Dereference syntax was invented for assembly language. It was an elegant way to express an addressing mode, to set a particular bit in an instruction word. One common notation was a prefix * (asterisk). Others used ‘@‘, or parentheses, or brackets. Anything worked fine in assembly code, because there were no expressions to speak of. Prefix dereference was easy to understand, and caused no trouble.

When actual languages came along, prefix dereference operators were familiar and conventional, so they went in without much thought. It was just the obvious way to do things. It caused trouble in precursors to C, with expressions like (*p).i, leading to an additional operator to allow p->i. Pascal, wonder of wonders, got it right, with a postfix operator, thus p^.i, but a little too late for C to learn anything from it.

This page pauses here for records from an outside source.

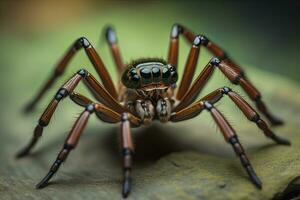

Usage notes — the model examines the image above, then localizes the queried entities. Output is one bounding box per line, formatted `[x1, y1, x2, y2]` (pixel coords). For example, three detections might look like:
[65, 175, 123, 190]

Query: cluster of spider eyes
[122, 65, 178, 89]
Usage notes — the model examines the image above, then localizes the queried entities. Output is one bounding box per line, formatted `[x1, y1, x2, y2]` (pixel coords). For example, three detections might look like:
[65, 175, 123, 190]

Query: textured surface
[0, 66, 300, 200]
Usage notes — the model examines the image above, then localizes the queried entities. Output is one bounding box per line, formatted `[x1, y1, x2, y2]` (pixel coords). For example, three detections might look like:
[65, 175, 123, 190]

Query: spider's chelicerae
[18, 24, 290, 197]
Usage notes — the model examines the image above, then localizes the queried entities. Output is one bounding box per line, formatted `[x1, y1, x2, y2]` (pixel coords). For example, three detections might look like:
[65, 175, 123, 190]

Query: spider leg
[169, 24, 283, 125]
[36, 104, 95, 188]
[36, 103, 140, 193]
[17, 69, 131, 158]
[121, 113, 134, 198]
[170, 101, 262, 189]
[25, 37, 118, 112]
[174, 55, 284, 125]
[184, 87, 291, 145]
[105, 26, 124, 75]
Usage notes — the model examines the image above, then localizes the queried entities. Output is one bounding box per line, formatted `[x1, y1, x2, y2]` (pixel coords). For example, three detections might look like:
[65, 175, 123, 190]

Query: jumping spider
[17, 24, 290, 197]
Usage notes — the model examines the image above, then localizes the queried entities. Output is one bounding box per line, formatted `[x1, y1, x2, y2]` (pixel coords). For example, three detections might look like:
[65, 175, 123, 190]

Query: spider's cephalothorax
[122, 58, 178, 124]
[18, 24, 290, 197]
[122, 58, 178, 91]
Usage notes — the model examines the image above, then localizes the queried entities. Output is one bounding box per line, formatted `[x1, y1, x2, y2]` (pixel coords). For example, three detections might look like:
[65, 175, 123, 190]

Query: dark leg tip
[246, 166, 262, 189]
[35, 171, 54, 189]
[35, 182, 48, 189]
[251, 174, 262, 190]
[23, 103, 34, 114]
[122, 179, 130, 198]
[16, 148, 29, 159]
[272, 135, 291, 146]
[270, 117, 284, 126]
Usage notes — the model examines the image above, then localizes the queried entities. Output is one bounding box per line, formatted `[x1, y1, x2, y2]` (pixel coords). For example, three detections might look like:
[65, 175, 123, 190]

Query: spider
[17, 24, 290, 198]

The mistake is revealed when we see constructions like (*p)->i — the new operator didn’t really help. In Pascal, of course, this would be p^^.i, without parentheses, and without the superfluous operator ->. Now, as syntax embarrassments go, this is a small matter. Mistakes are usually easy for the compiler to catch, and it doesn’t make most code much harder to read. To copy C declaration syntax, as in Java, is much worse. Still, why copy a mistake, when you can just get it right? C++ could have added a postfix dereference op@ any time, but it would have added complexity, not reduced it. Google’s proprietary language Go improves on C’s declaration syntax, but copies the much more easily fixed dereference mistake.

C gets a free pass. Not so every language that apes C syntax without C compatibility. For any such language, prefix pointer dereference syntax is an embarrassing mistake. Pascal got so few things right. Let us at least acknowledge and carry those forward.

People design new programming languages all the time. Each new language is awful in so many ways, but people don’t learn; the next is even worse. Here I’m going to explore how languages go wrong, and why, and a few cases where a language got something profoundly right — usually by contrast to the rest who got it wrong. I’ll draw examples from lots of languages.

Many languages embody mistakes that are forgiveable, because they were doing something for the first time, or when people didn’t understand the consequences so well. FORTRAN, LISP, COBOL, C, Algol — anything that predates 1972 — deserves a free pass. Everything was so hard, back then, that getting anything right was a triumph. Other languages get things wrong, but can’t help it. C++ adopted C’s mistakes, but had no choice about it; upward-compatible means bug-compatible, perforce. Languages that copy those mistakes, with full benefit of hindsight, have no excuse (cough Java cough). Languages that copy what earlier languages actually managed to get right, and get them wrong (cough Java cough), likewise deserve no mercy. Languages that try something interesting and new almost always get it tragically wrong. That would not be so bad if anybody would learn from it, and do it better next time. Sometimes they do. It happens rarely enough that we can afford to devote individual posts to what somebody, somehow finally got right.

People posting blinkered defenses of their favorite language will be mocked with little more mercy than their language got, albeit with grace, humor, and style. Feel free to join in skewering idiocy, but mind Muphry’s Law. It’s hard to write about idiocy without calling attention to our own. We all have plenty, but we don’t all need to display it all the time.